So what are we going to do with regard to all of those unwanted pregnancies? We could promulgate information about birth control and the pills and devices themselves. That would minimize the numbers of unwanted pregnancies. That would minimize the number of abortions, which is something that everyone wants (contrary to the claims of many conservatives). But no, that is not good enough, because we need to keep women (and men) from having pleasure without the threat of serious consequences. Why? This is a key point for me. It’s because that is what God wants. Sometimes conservatives frame it as “it’s not in the natural order.” Same thing. It is a religious belief that dovetails with that craving to control those misbehaving women. It is a craving that has ancient roots and it ignores a modern reality that the elevation of women to comparable status to men in modern times critically depends on their ability to control when they do (and don’t) have babies.

Another twist to this long sad struggle in America is the link between unwanted children and spikes in crime. (and see here).  It’s not surprising that children who are raised by parents filled with resentment (which is more likely regarding unplanned children) will be more likely to turn to crime.   Common sense would indicate that unwanted children would suffer from attachment issues more than wanted children, and that leads to well-documented problems:

Disrupted and anxious attachment not only leads to emotional and social problems, but also results in biochemical consequences in the developing brain. Infants raised without loving touch and security have abnormally high levels of stress hormones, which can impair the growth and development of their brains and bodies. The neurobiological consequences of emotional neglect can leave children behaviorally disordered, depressed, apathetic, slow to learn, and prone to chronic illness. Compared to securely attached children, attachment disordered children are significantly more likely to be aggressive, disruptive and antisocial. Teenage boys, for example, who have experienced attachment difficulties early in life, are three times more likely to commit violent crimes. Disruption of attachment during the crucial first three years can lead to what has been called “affectionless psychopathy”, the inability to form meaningful emotional relationships, coupled with chronic anger, poor impulse control, and a lack of remorse.

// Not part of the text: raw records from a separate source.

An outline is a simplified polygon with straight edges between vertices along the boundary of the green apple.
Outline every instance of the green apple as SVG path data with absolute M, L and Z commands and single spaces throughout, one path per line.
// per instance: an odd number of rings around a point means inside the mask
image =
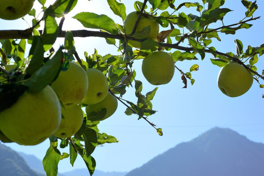
M 230 62 L 221 68 L 217 83 L 222 92 L 236 97 L 246 92 L 253 81 L 252 74 L 246 68 L 237 63 Z
M 86 105 L 98 103 L 103 100 L 108 92 L 108 81 L 101 71 L 95 68 L 88 68 L 86 70 L 88 76 L 89 86 L 82 103 Z
M 20 145 L 38 144 L 53 134 L 61 119 L 60 101 L 47 86 L 32 94 L 25 91 L 12 107 L 0 113 L 0 129 Z
M 174 61 L 166 52 L 154 52 L 143 59 L 141 69 L 144 76 L 150 84 L 166 84 L 171 81 L 174 75 Z
M 35 0 L 0 0 L 0 18 L 13 20 L 27 14 L 34 4 Z
M 73 62 L 66 71 L 61 71 L 51 87 L 55 90 L 66 108 L 81 103 L 88 88 L 88 77 L 85 70 Z
M 87 114 L 92 112 L 100 111 L 102 109 L 107 110 L 105 117 L 100 121 L 105 120 L 112 115 L 117 109 L 118 102 L 116 98 L 111 93 L 108 92 L 106 97 L 98 103 L 89 105 L 85 108 Z M 89 120 L 89 118 L 88 118 Z
M 127 18 L 124 21 L 124 26 L 126 29 L 126 34 L 129 35 L 132 32 L 133 27 L 135 24 L 137 17 L 138 12 L 132 12 L 128 15 Z M 156 40 L 156 38 L 158 34 L 159 26 L 156 22 L 155 19 L 151 18 L 146 18 L 143 16 L 140 18 L 140 20 L 136 27 L 135 32 L 139 32 L 142 30 L 144 27 L 150 26 L 151 31 L 147 39 L 152 39 Z M 128 43 L 134 47 L 140 48 L 141 43 L 139 42 L 129 40 Z
M 67 138 L 76 133 L 82 126 L 83 110 L 79 105 L 64 109 L 62 108 L 62 118 L 60 127 L 53 134 L 60 138 Z

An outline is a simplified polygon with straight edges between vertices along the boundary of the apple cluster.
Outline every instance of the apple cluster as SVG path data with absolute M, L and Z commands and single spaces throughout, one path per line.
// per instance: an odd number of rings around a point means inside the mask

You would think that their focus on law and order would mean that conservatives would work hard to avoid unwanted pregnancies. Further, conservatives had welfare, yet many of the children on welfare exists because their parents did not have easy access to birth control. Again, you would think that easy and free access to birth control would be a major conservative cause, but it’s the opposite. As H.L. Menchen’s quote goes:

Puritanism: The haunting fear that someone, somewhere, may be happy.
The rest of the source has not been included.